What Happened to the Guy Who Lost His Left Side?

If you searched this phrase, you’re likely thinking of Loren Schauers, a Montana man who lost the entire lower half of his body and part of his right arm after a forklift accident in 2019. He was 19 years old at the time. The story went viral partly because of the sheer scale of what he survived, and partly because he and his wife have been openly documenting his life ever since. He’s alive, married, and still sharing updates as of 2025.

How the Accident Happened

On September 27, 2019, Loren was working a construction job in Montana. His supervisor asked him to move a forklift across a bridge and reposition a water barrier. Loren had never been trained to drive a forklift. While crossing the bridge, the forklift plunged off the edge and crushed him beneath it.

The injuries to his pelvis and lower body were catastrophic. Surgeons told him directly: lose the lower half of your body, or potentially die in surgery. His mother and sister weren’t even sure he would want to survive under those terms. Loren chose the surgery.

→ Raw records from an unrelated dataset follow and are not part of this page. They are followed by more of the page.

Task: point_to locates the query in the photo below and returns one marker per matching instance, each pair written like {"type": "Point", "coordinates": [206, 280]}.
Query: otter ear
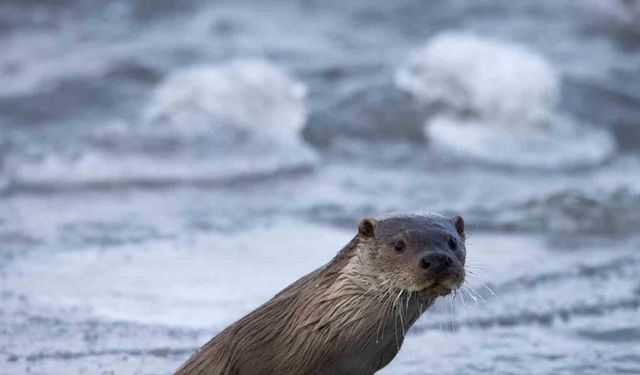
{"type": "Point", "coordinates": [366, 227]}
{"type": "Point", "coordinates": [458, 222]}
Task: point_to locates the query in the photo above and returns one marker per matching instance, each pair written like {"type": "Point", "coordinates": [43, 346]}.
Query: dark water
{"type": "Point", "coordinates": [154, 153]}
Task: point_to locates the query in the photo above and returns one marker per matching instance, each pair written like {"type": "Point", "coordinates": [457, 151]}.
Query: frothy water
{"type": "Point", "coordinates": [496, 101]}
{"type": "Point", "coordinates": [205, 125]}
{"type": "Point", "coordinates": [165, 169]}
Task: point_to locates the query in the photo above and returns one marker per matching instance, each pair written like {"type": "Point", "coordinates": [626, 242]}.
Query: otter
{"type": "Point", "coordinates": [349, 316]}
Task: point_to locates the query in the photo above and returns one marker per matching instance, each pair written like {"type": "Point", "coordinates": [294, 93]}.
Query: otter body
{"type": "Point", "coordinates": [351, 315]}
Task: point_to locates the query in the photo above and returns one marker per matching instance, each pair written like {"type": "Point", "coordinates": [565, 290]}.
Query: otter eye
{"type": "Point", "coordinates": [452, 243]}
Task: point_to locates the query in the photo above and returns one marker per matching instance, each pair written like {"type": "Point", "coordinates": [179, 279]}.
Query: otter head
{"type": "Point", "coordinates": [423, 253]}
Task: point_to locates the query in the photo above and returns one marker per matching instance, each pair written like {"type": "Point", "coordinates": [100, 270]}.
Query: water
{"type": "Point", "coordinates": [166, 168]}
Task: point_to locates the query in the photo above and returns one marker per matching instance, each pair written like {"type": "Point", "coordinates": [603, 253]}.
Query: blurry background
{"type": "Point", "coordinates": [165, 167]}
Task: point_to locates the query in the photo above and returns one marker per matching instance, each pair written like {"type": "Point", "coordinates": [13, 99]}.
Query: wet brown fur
{"type": "Point", "coordinates": [340, 319]}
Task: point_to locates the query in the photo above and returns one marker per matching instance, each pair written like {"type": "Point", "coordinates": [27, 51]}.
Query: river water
{"type": "Point", "coordinates": [166, 167]}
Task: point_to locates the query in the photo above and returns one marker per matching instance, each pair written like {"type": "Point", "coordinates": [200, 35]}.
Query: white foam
{"type": "Point", "coordinates": [203, 124]}
{"type": "Point", "coordinates": [211, 281]}
{"type": "Point", "coordinates": [563, 144]}
{"type": "Point", "coordinates": [245, 93]}
{"type": "Point", "coordinates": [497, 103]}
{"type": "Point", "coordinates": [488, 78]}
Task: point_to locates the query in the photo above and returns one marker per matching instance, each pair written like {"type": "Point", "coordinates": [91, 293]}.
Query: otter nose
{"type": "Point", "coordinates": [436, 263]}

What a Hemicorporectomy Involves

The procedure Loren underwent is called a hemicorporectomy, one of the most extreme surgeries in modern medicine. It involves severing the spine at the lower back and removing everything below the waist, including both legs, the pelvis, and the organs within it. The spinal cord is cut, and major blood vessels like the body’s largest vein are tied off. It carries enormous risk of massive blood loss and dangerous drops in blood pressure during the operation itself.

In Loren’s case, the lower part of his right arm was also amputated due to crush injuries. He has since been fitted with a bionic limb for that arm.

Hemicorporectomies are extraordinarily rare. As of the most recent medical literature, only about 71 cases have ever been reported. The vast majority were performed for cancer or severe bone infections. Only three were performed for traumatic injuries like Loren’s, making his case nearly unprecedented.

Life After Losing Half His Body

Loren’s wife, Sabia Schauers-Reiche, is his primary caregiver. The couple has shared videos showing their daily routine: Sabia lifts Loren out of bed each morning and carries him to the sofa, where he repositions himself upright. When he’s able to use his prosthetic, he has more independence, but ongoing health complications have sometimes kept him from wearing it for extended periods.

In recent updates, both Loren and Sabia have been candid about the frustration of being stuck at home during health setbacks. “We’re both sick and tired of sitting around the house doing nothing,” Loren said in one video. They’ve described waiting on additional surgeries before they can get back to a more active routine.

How Long Hemicorporectomy Patients Survive

There’s no simple answer to life expectancy after this procedure, largely because so few people have ever had it. Published data suggests that more than half of patients who had the surgery for non-cancer reasons survived at least nine years. Outcomes tend to be better when the surgery is done for trauma or infection rather than cancer.

Sabia has addressed this question publicly, explaining that the closest comparable case to Loren’s, someone of similar age and health, survived about 24 years after the procedure. “If we go off of that, we are hoping Loren has 40-plus years left with us,” she said. But she also acknowledged the difficulty of making any prediction when the case is this rare.

Phantom Pain and Sensation

One aspect of Loren’s situation that often surprises people is the possibility of still “feeling” the parts of his body that are gone. After any amputation, the brain continues generating sensations from the missing limb. More than 85% of amputees experience phantom limb pain: episodes of stabbing, burning, or electric shock sensations in a body part that no longer exists. Many also report a “frozen” feeling, as though the missing limb is stuck in one position, sometimes accompanied by intense cramping.

These sensations aren’t imaginary. They’re generated by the nervous system, which hasn’t fully updated its map of the body. For someone who lost as much of their body as Loren did, the potential scope of phantom sensation is difficult to imagine. It remains one of the most challenging aspects of recovery for any amputee, and treatment options are limited.

The Workplace Safety Question

One detail that stands out in Loren’s account is that he was never trained to operate a forklift. He was 19, commuting two and a half hours to the job, and his supervisor asked him to handle equipment he had no certification for. Forklift operation requires specific training under federal workplace safety rules, and untrained operators are at significantly higher risk of the exact kind of accident Loren experienced. His story has become a stark example of what can happen when those requirements are ignored.